The plan is to plant 4,200 acres of trees per year over the next three years. The Forest Service will work with Tree People, an environmental nonprofit organization, beginning in the spring, said Lisa Northrop, resources and planning officer for the United States Department of Agriculture and the U.S. Forest Service.

For now, the biggest concern in the burned-out forest is rain. Authorities described the Southern California cycle as fire, flood, mud.

"It's going to take three to five years for the watershed to recover or stabilize.

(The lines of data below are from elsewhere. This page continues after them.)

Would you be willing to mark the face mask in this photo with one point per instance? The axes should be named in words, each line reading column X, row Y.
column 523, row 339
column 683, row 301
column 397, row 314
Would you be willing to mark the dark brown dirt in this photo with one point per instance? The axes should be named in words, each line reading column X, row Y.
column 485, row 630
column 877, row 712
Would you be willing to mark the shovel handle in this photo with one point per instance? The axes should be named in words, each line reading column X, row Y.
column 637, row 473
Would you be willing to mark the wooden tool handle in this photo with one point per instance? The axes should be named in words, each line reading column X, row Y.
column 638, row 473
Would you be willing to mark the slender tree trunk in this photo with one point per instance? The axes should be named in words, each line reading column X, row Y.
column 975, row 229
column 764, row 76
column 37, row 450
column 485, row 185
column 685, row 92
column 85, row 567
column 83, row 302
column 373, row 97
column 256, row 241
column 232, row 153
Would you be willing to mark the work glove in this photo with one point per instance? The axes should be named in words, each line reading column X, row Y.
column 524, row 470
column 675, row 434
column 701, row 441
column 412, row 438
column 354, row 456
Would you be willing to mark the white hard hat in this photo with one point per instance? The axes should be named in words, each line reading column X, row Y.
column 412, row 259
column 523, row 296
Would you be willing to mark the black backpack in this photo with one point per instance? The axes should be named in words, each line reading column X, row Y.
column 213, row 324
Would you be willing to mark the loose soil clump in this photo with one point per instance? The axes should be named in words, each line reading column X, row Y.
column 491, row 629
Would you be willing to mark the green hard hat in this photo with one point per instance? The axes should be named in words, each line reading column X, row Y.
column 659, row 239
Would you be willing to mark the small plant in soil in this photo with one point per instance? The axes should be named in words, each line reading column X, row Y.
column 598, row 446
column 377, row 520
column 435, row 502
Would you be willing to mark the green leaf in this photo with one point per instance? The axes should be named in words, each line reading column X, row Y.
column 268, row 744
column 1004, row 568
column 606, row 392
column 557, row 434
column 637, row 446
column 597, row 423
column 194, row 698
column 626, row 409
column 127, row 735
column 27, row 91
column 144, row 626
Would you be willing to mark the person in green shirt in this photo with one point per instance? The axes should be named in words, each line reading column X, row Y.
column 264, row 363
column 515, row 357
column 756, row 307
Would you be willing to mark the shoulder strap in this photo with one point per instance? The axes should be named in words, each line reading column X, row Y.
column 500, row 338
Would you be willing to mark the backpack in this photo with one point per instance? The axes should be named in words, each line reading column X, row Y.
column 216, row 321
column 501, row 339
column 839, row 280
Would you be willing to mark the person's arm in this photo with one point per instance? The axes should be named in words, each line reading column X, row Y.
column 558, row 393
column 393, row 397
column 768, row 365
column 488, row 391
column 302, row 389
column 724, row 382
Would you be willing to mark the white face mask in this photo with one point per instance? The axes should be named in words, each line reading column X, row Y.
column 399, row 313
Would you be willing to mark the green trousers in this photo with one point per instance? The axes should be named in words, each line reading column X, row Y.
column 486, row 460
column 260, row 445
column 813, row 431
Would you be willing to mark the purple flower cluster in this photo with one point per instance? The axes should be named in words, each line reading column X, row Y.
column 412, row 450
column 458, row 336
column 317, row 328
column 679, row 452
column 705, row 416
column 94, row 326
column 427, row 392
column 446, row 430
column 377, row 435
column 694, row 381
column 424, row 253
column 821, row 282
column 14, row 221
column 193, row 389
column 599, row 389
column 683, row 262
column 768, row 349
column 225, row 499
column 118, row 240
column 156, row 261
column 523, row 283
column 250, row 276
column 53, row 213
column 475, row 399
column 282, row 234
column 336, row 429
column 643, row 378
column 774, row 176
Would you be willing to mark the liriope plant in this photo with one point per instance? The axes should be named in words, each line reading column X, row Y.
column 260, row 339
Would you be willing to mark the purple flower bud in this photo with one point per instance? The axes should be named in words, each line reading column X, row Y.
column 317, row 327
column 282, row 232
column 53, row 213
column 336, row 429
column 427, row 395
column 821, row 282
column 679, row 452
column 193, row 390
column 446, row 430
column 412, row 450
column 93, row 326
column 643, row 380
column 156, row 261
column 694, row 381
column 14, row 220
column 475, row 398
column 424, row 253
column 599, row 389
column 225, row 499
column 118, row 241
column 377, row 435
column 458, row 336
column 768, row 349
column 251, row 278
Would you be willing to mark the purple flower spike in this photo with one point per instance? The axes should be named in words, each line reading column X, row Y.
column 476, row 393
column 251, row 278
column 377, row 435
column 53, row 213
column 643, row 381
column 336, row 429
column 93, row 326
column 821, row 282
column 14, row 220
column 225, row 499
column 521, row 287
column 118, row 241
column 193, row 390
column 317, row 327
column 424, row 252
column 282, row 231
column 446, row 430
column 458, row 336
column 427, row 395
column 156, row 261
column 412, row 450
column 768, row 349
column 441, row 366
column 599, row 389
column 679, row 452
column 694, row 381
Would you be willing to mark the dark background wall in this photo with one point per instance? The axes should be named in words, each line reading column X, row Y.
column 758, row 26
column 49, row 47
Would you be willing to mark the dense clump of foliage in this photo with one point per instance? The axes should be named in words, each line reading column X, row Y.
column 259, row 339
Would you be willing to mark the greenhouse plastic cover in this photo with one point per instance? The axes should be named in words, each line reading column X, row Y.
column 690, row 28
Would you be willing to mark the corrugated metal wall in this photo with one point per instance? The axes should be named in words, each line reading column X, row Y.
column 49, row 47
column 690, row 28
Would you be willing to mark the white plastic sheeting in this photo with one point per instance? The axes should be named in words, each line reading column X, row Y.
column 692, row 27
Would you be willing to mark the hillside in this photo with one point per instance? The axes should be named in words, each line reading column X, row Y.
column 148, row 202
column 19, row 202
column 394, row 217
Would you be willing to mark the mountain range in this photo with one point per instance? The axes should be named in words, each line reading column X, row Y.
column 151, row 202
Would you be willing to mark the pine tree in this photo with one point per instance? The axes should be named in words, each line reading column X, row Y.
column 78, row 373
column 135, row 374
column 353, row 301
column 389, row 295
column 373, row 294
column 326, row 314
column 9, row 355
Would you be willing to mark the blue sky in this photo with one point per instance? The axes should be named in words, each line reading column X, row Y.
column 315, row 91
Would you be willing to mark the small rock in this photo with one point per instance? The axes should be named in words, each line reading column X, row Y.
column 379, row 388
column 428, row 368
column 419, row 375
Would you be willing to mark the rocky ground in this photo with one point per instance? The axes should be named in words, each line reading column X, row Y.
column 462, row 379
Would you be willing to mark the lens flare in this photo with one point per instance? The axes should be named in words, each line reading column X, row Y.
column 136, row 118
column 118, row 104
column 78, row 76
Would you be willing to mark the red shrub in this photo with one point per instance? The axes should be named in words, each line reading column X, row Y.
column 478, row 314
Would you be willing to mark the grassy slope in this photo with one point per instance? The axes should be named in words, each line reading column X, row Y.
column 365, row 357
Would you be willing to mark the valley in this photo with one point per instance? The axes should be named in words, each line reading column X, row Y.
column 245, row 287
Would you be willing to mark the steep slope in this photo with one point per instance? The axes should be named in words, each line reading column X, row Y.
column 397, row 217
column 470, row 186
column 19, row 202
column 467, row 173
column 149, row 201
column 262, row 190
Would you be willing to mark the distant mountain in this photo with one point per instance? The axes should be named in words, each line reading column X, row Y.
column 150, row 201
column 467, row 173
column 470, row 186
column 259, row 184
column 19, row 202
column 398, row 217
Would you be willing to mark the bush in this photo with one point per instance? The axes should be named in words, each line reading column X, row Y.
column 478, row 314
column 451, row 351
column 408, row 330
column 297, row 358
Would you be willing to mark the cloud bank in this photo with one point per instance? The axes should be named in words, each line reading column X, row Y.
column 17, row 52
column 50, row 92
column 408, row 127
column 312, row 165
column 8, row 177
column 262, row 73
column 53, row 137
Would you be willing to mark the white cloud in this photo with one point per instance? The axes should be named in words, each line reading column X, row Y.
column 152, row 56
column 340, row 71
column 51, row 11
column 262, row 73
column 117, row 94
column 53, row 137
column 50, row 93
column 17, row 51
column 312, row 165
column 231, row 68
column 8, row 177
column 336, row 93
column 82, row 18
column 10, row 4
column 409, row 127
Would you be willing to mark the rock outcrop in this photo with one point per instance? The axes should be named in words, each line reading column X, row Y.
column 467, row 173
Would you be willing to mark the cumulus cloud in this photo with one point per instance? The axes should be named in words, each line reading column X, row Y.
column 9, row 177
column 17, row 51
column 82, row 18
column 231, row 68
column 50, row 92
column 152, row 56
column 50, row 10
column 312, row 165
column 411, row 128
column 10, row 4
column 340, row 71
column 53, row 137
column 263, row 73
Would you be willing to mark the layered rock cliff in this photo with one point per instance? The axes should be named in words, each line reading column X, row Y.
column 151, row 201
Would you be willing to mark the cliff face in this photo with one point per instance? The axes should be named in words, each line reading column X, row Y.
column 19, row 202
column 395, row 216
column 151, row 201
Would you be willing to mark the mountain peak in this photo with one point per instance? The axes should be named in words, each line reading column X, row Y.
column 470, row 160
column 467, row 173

It is all part of the cycle that has been going on for centuries,'' Noiron said.

The idea is not to put everything back where it was but to identify treatments to burned areas and preclude further damage–damage that can result from invasive species cropping up in the charred landscape, she said. Non-native species such as noxious weeds began sprouting up shortly after fire containment.

And while the Forest Service may not be popular for keeping closed trails for hiking, biking and horseback riding, it is essential that they remain closed because they're  vulnerable to these invasive species, and many of the trail heads are dangerous because they now abut perilously steep drop-offs.

A botanist working in the ANF since 2008, Katie VinZant said she feels positive that in one year shrubs have grown back to between 1 and 2 feet high in parts of the forest.

Still, there is a "momentous'' task in front of them. Areas forest officials are focusing on most include the riparian zones–places where land and water interface–because that area is the "forest lifeblood,'' used frequently by wildlife, she added. Another hot spot officials are paying special attention to is the 130 miles of land ripped up by bulldozers following containment efforts. Pushing the soil around breeds disturbance, which leads to higher weed growth, she said.

"The bottom line, across the board, … I'm pretty impressed with how well [the forest is] responding'' VinZant said. 

Do you think the U.S. Forest Service has acted quickly enough? Tell us in the comments.

Ricky Grubb

2:30 am on Sunday, June 5, 2011

Restoration efforts should proceed at a reasonable pace, no need to rush 1000s of non native seedlings in to plant, removing invasive grasses and plants sprouting in the fire-lines cut by the dozers is about the best "help" we can give to recovering mother nature.